The New Look at BusinessWeek.com

Well, the cat’s out of the bag. (Actually the cat’s been out of the bag and running excitedly around the house for a while now, I’ve just been too busy to write about it.) About a week and a half ago my design update to the main BusinessWeek.com homepage went live.

Here are some full screenshots of the before, and the after.

The first and foremost guiding principle of this “facelift”? This site is about news. To that end I wanted to create a clean, practical grid to keep things legible and organized, while corralling a lot of the digital dust bunnies that had managed to tumble their way onto the page over the years. It also meant adopting modern Web Standards wherever possible with open arms. Think of it as “unpimp the site”.

Wireframe of basic page column layout

The new page uses a slightly modified faux columns layout, with a center column devoted exclusively to news content. It’s a more manageable, smarter way of laying in those gray borders between the columns. Don’t forget, faux columns don’t just have to be for column backgrounds—you can use them for column borders too! This frees you from having to use padding in the main layout CSS, neatly sidestepping any box model wrestling with Internet Explorer that would be required because these columns declare an explicit width.

That’s no small benefit either. When you get a site with an audience the size of BusinessWeek's it’s important to keep the CSS hacks and filters to a judicious minimum. I find that the issues seem to grow exponentially with each successive hack or filter you add. And when millions of people are hitting your page everyday, they’re going to find the problem spots.

I say “slightly modified” faux columns because of that spot at the top of the first column where the main headline area and Market Info box go. These pieces get a background-color which neatly hides the border image underneath, creating some whitespace and making it appear that the border begins well below them.

That main headline spot is also worth some discussion too.

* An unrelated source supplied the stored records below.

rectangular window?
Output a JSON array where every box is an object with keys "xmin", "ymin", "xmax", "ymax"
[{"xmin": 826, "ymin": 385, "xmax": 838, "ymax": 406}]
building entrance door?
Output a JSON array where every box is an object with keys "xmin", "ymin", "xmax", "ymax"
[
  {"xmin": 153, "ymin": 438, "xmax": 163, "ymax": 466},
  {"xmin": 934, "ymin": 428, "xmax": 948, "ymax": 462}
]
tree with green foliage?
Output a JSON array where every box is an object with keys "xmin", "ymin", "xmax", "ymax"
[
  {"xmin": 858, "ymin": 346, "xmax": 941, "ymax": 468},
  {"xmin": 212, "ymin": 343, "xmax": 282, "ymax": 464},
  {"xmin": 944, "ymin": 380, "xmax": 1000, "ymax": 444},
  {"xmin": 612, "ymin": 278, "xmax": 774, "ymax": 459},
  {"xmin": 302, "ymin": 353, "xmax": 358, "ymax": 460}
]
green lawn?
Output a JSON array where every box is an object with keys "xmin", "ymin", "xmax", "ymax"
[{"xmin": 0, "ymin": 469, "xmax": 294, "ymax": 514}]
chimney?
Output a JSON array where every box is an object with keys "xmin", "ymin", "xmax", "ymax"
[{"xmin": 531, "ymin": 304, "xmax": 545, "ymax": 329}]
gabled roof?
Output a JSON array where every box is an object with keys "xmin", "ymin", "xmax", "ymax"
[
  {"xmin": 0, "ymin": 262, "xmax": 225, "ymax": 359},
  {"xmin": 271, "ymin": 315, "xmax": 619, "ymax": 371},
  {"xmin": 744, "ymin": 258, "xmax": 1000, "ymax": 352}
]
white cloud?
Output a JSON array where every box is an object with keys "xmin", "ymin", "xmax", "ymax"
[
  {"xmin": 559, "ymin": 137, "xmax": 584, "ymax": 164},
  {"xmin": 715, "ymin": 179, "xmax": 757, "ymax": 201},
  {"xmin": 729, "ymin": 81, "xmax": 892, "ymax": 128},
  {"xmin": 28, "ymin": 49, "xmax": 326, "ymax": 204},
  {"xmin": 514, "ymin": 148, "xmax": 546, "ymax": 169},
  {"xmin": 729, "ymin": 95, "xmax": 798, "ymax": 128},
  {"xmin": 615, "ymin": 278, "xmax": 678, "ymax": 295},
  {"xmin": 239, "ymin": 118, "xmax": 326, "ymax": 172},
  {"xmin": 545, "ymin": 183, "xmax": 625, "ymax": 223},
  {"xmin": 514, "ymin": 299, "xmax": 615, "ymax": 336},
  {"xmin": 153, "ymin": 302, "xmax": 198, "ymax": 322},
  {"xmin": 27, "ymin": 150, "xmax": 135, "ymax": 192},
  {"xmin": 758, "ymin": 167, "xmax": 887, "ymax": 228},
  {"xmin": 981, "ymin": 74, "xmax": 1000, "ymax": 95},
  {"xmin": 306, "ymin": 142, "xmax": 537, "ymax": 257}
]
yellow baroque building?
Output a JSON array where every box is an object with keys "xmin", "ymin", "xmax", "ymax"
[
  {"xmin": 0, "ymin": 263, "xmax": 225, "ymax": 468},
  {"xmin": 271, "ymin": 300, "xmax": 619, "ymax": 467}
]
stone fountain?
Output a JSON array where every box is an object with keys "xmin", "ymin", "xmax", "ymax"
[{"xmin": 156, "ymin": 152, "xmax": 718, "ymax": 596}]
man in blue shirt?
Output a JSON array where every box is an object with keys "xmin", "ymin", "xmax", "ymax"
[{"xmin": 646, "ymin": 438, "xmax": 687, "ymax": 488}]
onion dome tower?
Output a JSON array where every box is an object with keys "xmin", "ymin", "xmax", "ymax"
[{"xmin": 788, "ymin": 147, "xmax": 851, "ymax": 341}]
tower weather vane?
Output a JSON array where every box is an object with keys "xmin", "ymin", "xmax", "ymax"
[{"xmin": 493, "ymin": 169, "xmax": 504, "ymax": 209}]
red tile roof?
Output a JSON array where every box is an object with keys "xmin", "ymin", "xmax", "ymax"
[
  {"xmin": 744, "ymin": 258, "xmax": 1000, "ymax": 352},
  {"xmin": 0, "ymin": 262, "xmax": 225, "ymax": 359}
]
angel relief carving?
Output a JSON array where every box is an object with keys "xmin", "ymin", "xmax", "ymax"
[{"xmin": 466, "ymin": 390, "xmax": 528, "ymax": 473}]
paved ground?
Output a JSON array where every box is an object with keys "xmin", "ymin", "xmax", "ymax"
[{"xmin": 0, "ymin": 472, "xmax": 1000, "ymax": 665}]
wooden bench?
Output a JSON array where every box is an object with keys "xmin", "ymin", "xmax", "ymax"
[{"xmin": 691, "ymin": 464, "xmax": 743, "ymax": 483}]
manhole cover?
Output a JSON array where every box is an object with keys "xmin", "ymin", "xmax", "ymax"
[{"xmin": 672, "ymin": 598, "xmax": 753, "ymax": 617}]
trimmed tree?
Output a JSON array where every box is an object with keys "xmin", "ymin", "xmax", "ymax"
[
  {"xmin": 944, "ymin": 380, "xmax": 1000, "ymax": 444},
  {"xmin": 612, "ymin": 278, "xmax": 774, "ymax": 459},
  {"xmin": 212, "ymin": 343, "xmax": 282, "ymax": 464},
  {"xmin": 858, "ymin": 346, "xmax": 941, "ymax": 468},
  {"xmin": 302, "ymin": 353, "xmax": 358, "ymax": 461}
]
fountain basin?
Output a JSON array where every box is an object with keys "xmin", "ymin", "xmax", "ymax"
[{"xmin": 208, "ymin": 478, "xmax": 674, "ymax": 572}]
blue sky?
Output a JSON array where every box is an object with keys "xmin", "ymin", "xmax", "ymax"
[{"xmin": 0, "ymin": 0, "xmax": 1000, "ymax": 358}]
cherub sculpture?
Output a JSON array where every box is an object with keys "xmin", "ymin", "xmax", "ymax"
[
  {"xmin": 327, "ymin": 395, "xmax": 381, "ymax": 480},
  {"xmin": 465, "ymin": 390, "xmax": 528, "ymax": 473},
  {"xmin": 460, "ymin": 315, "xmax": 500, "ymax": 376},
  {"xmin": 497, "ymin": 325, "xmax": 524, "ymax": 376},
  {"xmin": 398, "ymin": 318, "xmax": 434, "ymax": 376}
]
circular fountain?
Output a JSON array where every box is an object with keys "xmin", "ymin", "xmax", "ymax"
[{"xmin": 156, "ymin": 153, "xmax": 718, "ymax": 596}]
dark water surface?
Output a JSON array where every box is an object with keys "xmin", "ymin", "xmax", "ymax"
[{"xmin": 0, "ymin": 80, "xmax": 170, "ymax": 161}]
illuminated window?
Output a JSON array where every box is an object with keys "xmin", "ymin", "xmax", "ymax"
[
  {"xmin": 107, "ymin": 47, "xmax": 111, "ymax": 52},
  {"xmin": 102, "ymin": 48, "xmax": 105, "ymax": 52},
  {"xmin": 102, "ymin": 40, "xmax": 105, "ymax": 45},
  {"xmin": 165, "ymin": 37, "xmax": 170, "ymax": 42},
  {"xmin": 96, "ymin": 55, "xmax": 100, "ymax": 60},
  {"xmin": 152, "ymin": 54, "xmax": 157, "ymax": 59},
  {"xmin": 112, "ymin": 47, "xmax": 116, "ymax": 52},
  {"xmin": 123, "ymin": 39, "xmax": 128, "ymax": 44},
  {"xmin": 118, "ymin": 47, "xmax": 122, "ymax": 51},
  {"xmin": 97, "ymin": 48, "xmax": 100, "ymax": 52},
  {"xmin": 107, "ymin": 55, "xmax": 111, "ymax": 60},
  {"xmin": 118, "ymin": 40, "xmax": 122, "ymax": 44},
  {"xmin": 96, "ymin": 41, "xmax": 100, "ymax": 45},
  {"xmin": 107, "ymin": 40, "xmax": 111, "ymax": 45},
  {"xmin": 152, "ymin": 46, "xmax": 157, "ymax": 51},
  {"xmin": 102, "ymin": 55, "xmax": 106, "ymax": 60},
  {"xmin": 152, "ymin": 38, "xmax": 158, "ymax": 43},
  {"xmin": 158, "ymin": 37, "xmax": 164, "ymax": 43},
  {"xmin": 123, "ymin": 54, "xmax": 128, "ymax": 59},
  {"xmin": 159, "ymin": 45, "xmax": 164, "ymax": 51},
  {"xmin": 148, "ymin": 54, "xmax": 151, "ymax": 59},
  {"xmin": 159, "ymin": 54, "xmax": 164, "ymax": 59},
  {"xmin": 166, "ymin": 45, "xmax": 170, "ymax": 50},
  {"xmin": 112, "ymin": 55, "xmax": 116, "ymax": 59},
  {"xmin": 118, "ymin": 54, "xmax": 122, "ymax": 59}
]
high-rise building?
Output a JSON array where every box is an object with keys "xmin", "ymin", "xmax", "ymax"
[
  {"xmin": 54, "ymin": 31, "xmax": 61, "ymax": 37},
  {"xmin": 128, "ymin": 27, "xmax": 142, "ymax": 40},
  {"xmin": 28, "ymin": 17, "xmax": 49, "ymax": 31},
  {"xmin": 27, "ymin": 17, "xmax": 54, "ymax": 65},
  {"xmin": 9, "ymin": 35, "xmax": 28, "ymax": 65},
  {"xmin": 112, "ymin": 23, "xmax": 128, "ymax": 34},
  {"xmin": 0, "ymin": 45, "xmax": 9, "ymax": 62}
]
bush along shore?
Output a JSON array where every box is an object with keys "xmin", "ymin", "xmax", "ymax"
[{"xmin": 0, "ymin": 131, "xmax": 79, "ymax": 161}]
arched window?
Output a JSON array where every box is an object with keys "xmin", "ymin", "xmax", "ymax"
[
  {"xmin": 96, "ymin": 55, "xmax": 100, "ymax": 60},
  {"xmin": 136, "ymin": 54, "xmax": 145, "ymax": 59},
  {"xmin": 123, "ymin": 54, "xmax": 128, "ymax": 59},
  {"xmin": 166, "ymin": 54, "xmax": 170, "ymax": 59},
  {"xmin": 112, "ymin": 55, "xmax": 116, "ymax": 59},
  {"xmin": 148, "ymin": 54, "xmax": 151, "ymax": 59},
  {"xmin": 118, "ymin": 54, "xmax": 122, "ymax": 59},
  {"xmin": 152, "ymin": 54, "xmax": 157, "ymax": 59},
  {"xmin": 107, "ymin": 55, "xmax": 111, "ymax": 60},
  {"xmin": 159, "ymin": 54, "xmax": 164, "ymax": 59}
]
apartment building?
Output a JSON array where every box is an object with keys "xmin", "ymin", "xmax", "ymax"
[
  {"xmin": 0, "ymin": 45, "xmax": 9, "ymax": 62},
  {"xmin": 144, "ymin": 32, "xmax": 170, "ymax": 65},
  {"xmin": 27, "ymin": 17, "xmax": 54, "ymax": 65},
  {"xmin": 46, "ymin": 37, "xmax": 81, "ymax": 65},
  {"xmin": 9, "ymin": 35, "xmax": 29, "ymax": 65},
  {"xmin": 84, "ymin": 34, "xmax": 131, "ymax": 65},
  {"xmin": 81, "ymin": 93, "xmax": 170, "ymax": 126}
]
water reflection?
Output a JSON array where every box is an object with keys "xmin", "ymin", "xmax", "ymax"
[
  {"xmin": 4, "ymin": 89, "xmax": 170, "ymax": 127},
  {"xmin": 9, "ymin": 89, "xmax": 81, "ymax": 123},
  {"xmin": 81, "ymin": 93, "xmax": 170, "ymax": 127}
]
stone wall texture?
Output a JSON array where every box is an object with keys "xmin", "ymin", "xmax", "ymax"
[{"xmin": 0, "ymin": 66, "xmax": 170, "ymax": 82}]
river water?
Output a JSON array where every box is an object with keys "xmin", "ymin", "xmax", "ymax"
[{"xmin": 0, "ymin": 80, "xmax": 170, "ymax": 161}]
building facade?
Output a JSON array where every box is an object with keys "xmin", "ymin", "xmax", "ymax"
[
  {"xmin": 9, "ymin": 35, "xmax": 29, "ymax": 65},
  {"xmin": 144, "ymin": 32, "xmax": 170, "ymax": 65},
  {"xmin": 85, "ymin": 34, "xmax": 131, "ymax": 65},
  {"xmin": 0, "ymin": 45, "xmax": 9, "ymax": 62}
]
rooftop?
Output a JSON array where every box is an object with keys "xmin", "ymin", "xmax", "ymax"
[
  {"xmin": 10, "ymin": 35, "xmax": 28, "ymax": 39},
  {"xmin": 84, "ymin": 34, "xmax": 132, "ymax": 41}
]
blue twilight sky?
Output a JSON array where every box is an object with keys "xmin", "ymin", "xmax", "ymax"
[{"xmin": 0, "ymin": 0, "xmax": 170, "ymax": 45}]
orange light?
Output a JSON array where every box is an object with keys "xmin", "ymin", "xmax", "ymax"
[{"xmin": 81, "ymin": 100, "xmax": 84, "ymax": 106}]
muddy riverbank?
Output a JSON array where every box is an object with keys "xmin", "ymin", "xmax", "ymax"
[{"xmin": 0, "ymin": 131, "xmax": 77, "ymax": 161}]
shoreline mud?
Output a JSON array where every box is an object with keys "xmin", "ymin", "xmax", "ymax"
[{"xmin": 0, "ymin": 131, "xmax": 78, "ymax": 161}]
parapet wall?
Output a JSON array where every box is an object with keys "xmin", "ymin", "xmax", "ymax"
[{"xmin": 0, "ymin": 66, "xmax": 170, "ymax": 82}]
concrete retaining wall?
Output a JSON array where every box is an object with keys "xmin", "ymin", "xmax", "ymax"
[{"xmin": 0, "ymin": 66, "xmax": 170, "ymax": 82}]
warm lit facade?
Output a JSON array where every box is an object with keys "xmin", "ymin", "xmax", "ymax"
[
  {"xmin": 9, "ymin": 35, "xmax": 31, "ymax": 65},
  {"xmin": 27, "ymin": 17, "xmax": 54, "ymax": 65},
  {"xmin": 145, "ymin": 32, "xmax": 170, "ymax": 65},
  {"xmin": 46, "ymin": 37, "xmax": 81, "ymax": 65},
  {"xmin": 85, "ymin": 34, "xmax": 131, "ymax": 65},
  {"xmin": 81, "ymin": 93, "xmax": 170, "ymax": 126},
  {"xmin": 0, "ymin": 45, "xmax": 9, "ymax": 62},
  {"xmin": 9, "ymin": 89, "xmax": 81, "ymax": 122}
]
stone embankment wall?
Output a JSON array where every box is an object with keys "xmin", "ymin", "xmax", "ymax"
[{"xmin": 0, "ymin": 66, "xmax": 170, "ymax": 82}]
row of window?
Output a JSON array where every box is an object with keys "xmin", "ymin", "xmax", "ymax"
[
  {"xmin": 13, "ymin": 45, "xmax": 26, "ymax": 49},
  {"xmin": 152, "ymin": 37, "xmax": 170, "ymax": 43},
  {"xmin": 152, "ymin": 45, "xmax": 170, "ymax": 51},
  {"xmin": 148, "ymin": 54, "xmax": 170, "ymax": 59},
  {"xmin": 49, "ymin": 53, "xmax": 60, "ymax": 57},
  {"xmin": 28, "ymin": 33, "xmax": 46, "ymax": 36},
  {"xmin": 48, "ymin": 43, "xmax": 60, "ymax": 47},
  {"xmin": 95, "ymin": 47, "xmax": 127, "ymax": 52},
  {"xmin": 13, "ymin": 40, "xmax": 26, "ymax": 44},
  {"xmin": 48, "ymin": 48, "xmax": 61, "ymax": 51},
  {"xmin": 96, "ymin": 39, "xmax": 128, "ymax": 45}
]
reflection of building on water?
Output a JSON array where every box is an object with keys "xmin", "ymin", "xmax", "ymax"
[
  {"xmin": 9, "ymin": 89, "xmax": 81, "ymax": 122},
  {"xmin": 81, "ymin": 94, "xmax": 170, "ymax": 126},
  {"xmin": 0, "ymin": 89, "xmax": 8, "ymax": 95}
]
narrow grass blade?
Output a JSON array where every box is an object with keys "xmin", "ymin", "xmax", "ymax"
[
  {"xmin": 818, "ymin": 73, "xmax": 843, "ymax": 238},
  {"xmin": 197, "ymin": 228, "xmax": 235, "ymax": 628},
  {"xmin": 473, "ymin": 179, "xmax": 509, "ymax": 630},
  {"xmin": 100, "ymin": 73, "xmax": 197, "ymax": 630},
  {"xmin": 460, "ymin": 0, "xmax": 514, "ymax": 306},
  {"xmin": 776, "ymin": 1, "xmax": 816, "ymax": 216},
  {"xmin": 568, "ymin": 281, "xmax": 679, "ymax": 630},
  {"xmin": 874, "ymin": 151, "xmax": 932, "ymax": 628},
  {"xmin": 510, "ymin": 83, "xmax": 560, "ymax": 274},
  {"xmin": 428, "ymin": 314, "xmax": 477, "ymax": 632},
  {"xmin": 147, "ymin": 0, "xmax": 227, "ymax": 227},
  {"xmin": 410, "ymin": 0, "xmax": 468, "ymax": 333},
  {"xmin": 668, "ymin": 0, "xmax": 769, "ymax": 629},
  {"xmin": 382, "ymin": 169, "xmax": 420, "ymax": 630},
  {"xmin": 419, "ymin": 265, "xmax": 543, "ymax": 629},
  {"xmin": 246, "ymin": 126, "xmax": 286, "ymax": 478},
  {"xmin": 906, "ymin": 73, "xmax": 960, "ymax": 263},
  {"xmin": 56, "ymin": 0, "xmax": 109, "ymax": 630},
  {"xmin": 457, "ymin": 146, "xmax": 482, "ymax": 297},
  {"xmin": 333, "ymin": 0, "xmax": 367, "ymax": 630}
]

For some time now BusinessWeek has been placing headlines over it’s main art using CSS. It’s a pretty unique setup for a news site that presents its own challenges, but one that I felt was worth keeping. To simplify things I pulled as much CSS out of the page as possible (this was all done as inline CSS previously) and created a series of stock layouts in the external CSS files. One piece of CSS does have to remain inline though: the background rule. Since many browsers cache CSS so aggressively it would be unwise to place this in the external CSS and edit it on a daily basis. That could lead to some embarrassing moments—if only once in a great while—where the headline and the image behind it wouldn’t match. Old art + current news = not good!

This new setup only requires that you modify two values (both in the same class attribute) to update the look of the main headline’s text. One value controls the color, the other controls the layout itself. This makes things much easier on the people creating the art (who know exactly where the areas of interest in the image can be) and the people updating the page (who only have to edit two words to completely change the layout of the text).

Oh yeah, did I mention it’s all XHTML 1.0 Strict? That part turned out to be far easier than I expected, so we went for it. All that was needed was a little bit of education (“You mean I have to encode ampersands in URLs too? Really?”) and a smattering of JavaScript to massage content we can’t modify.